Per anni le organizzazioni popolari e di classe in Messico sono state intrappolate nella difesa di una nuova via dello sviluppo capitalista

Pável Blanco Cabrera | comunistas-mexicanos.org
Traduzione per Resistenze.org a cura del Centro di Cultura e Documentazione Popolare

28/12/2013

Due eventi paralleli hanno colpito duramente tutti i paesi del mondo alla fine del ventesimo secolo: il processo di ristrutturazione capitalistica e il trionfo temporaneo della contro-rivoluzione che ha portato al rovesciamento della costruzione socialista in URSS e in altri paesi d'Europa, Asia e Africa.

L'illusione che una terza via fosse possibile si è fatta strada. Essa si basava sulla correlazione che apriva il confronto tra il campo socialista e il campo imperialista.
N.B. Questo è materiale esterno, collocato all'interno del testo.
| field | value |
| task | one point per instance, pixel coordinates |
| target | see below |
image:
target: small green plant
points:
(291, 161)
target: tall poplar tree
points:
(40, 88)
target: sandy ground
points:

Alcuni pensatori e le loro organizzazioni, così come la retorica del nazionalismo rivoluzionario, argomentavano sull'originalità della strada messicana e del suo sistema di economia mista (intervento dello Stato nell'economia e nella proprietà privata); alcuni riformisti hanno sostenuto, distorcendo il marxismo, che ciò avrebbe aperto il passaggio graduale e pacifico al socialismo. Oggi questa illusione volge al termine quando il Congresso dell'Unione e la Costituente Permanente hanno approvato a tutta velocità la fine del monopolio dello Stato messicano su petrolio ed elettricità, dando il via alla promulgazione presidenziale da parte di Peña Nieto della riforma energetica. Questo segna la morte definitiva di ciò che alcuni chiamano nazional-sviluppo. La sua agonia è iniziata a metà degli anni '80, con un accelerato processo di privatizzazioni che ha smantellato il settore statale dell'economia (che rappresentava quasi il 70 %), trasferendola in processi irregolari e afflitti dalla corruzione, a quelli che oggi sono i poderosi monopoli nei vari settori dell'economia: nell'industria mineraria e metallurgica, nelle telecomunicazioni, nel settore finanziario, nell'agroindustria, nell'industria delle costruzioni e dei trasporti, nell'industria alimentare etc., così come nei settori parassitari dell'economia come la speculazione immobiliare, la compravendita di dollari, la cartolarizzazione dei fondi sociali, come le pensioni e anche il riciclo di denaro proveniente dal traffico di droga, ecc.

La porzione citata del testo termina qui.